Prices of ex-Australia iron ore of 62 percent Fe content for delivery to China’s Qingdao port ended last week with an increase, while they have started the current week at $92-92.4/mt CFR China, up a further $1.8/mt compared to last Friday.
Last week, after Chinese iron ore futures prices had hit their highest level of the past two years on Monday, global iron ore prices rose by $5.8/mt, resulting in increased iron ore purchases by Chinese buyers. During the course of the given week, iron ore prices rose by a total of nine percent, despite occasional slight declines.
In the current week, the Chinese futures market has started the week with an upward movement and Chinese semi-finished and finished steel prices have indicated sharp increases. Accordingly, global iron ore prices are not expected to weaken. On the other hand, Australian iron ore miners BHP Billiton and Fortescue Metals Group are expected to announce their financial results, according to which analysts will likely make upward revisions to their iron ore price forecasts for 2017.
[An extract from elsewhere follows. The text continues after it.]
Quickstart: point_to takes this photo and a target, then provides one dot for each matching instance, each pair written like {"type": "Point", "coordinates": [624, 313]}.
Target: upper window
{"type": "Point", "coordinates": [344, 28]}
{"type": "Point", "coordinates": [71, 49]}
Lachlan Shaw, an analyst at the investment bank UBS, said iron ore prices are much stronger than the bank had anticipated. “Even with record high (Chinese port) stocks, most other signals remain supportive in the short term and seasonally strong demand in the second quarter beckons,” Mr. Shaw said. He added that the company’s average 2017 forecast of $56/mt is likely to be revised to $66/mt.